The EU has ensured that the UK, along with the rest of Europe, has cleaner environments, greater protection for wildlife and ambitious greenhouse gas targets. However, now that the UK has voted to leave the European Union, charities such as the WWF, RSPB and Wildlife Trusts are asking many questions – many of which are hard to answer, especially around energy targets, wildlife conservation, recycling, clean air policy and agriculture.
Green energy targets
Under the EU Renewable Energy Directive, the UK is required to generate 30% of its electricity and 12% of its heating energy from renewable sources, as well as 10% of energy in the transport sector to come from renewable sources. So far, this is the main reason the government backed the rapid growth of wind and solar farms, which drove UK electricity from renewable sources to 19% in 2014. While Brexit may not put an end to that, as the UK already has its own unilateral Climate Change Act, the future of the environment in the UK is conditional on future government policies.
Just like other EU members, the UK is expected to meet the target of recycling 50% of its household waste by 2020, and 65% by 2030. In Wales and Scotland any changes to legislation after leaving the EU would have little effect as the countries have already set themselves more challenging targets, yet it England exiting the EU could give politicians flexibility to set more lax targets. In a world where resources are under ever-increasing pressure, this flexibility could have harmful environmental effects.
Clean air has recently been at the forefront of the media, with several areas of the UK – and London in particular – facing illegal levels of noxious gases, particularly nitrogen dioxide. EU laws have set the benchmark against which the public can put pressure on the government to curb emissions, and Brexit could pave the way for the UK to repeal laws around clean air. This would be an issue of great concern for the UK public, and would pave the way to what many consider to be a ‘public health crisis’.
The EU’s cornerstone, the Common Agricultural Policy (CAP), rewards farmers for particular types of land use and tending to wild grassland, amongst other benefits such as subsidies. In 2015 UK farmers received around £2.4Bn in direct payments from the CAP scheme, accounting for a staggering 55% of the total income in the farming sector. What happens to the farming sector once the UK officially leaves the EU is mostly unknown, and is something farmers have repeatedly been asking about.

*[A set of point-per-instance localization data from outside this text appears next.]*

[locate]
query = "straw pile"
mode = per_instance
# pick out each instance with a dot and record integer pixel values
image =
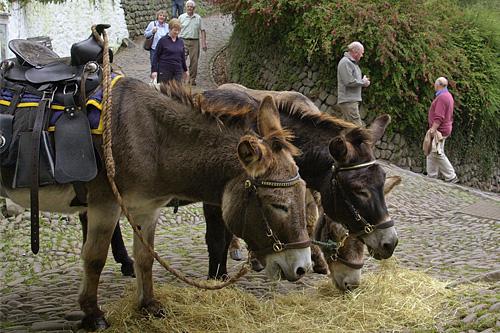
(393, 298)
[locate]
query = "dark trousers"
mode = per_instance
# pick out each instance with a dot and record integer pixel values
(168, 75)
(177, 8)
(151, 55)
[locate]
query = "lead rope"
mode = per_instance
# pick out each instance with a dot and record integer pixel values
(110, 170)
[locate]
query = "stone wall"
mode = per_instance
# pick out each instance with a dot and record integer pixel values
(65, 23)
(392, 147)
(138, 13)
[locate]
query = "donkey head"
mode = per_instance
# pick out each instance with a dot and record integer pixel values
(357, 186)
(266, 205)
(346, 262)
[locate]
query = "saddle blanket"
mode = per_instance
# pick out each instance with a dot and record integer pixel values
(94, 106)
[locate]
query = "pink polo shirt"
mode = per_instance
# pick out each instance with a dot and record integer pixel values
(441, 111)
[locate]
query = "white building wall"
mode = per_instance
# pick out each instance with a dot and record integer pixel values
(66, 23)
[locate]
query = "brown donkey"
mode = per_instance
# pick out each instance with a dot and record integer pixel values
(165, 148)
(337, 160)
(346, 259)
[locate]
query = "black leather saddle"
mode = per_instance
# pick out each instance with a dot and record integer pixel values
(40, 71)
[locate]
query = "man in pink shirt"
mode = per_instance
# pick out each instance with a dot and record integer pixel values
(440, 119)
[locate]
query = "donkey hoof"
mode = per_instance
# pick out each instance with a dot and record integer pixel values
(256, 265)
(155, 309)
(92, 324)
(320, 269)
(236, 255)
(128, 269)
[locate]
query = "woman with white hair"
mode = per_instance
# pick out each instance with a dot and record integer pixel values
(156, 30)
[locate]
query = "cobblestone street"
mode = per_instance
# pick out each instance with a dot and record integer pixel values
(440, 232)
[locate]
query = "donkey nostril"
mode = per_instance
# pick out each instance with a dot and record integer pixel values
(301, 271)
(388, 247)
(349, 286)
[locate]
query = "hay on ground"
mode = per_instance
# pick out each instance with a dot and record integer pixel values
(393, 298)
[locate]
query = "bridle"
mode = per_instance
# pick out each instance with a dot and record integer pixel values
(251, 186)
(358, 219)
(331, 249)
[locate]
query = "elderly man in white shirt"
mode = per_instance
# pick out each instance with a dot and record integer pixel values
(192, 31)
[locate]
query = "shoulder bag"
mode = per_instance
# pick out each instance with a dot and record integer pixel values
(148, 42)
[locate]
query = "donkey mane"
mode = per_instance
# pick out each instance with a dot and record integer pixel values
(224, 107)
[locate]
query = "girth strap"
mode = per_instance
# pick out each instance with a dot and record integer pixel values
(15, 99)
(35, 174)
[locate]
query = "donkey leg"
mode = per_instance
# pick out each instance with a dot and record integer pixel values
(117, 246)
(85, 222)
(101, 222)
(217, 238)
(120, 252)
(320, 266)
(144, 263)
(235, 251)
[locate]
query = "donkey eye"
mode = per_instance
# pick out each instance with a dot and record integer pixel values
(363, 193)
(280, 207)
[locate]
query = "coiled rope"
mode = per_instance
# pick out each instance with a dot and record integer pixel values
(111, 172)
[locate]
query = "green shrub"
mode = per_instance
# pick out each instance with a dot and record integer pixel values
(408, 44)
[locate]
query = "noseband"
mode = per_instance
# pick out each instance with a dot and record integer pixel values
(331, 249)
(367, 227)
(251, 186)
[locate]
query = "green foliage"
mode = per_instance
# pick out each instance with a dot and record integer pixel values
(408, 44)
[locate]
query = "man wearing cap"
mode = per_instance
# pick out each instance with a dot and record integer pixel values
(192, 31)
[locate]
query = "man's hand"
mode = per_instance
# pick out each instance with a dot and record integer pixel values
(366, 81)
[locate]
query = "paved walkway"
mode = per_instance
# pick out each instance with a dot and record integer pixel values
(39, 293)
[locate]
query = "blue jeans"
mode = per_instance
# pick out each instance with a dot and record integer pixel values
(177, 6)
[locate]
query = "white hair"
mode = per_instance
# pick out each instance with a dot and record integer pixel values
(355, 46)
(442, 81)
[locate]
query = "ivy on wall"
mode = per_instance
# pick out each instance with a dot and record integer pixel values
(408, 44)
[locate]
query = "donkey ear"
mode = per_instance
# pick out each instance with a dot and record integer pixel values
(248, 152)
(338, 148)
(268, 118)
(390, 183)
(378, 127)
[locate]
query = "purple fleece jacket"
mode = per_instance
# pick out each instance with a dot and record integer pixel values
(441, 112)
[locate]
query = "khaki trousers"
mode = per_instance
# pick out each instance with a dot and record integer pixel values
(350, 112)
(193, 47)
(438, 162)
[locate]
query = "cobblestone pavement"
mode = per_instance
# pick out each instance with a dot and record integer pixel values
(39, 293)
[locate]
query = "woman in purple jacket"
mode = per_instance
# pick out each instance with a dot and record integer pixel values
(169, 62)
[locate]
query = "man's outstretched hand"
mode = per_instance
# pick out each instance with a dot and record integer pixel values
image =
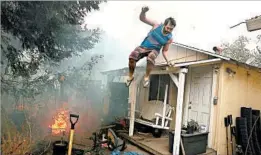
(145, 9)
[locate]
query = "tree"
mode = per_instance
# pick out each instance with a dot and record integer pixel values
(238, 50)
(35, 33)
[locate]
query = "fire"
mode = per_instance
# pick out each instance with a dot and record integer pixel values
(60, 121)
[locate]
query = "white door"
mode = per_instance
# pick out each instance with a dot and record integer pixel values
(200, 95)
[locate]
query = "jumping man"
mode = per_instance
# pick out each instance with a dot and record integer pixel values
(159, 36)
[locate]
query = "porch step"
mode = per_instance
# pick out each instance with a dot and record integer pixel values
(156, 146)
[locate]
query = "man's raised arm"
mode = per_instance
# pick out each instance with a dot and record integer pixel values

Another aspect affecting agriculture is the use of pesticides – especially neonicotinoids, which have been at the forefront of agricultural media coverage over the past years. The future of these bee-harming pesticides remains is in the hands of future UK policy regarding them, and could be undermined by the UK leaving the EU.
Wildlife conservation is at the mercy of most other environmental issues, heavily affected by agricultural policy, urban expansion and air quality. Many of the laws that protect the UK’s wildlife and environment are tied to the UK’s EU membership, and could be affected if the UK leaves the EU, again depending on future potential policy changes. However, this is something the public can campaign for, especially with the help of public figures such as David Attenborough.
As with many Brexit-related issues, be it the economy, social policy, politics or the environment, uncertainty is the overarching theme, we are more likely to see the number of environmental policies dwindling. Emissions targets may change, recycling policies may become laxer and wildlife conservation may continue to suffer.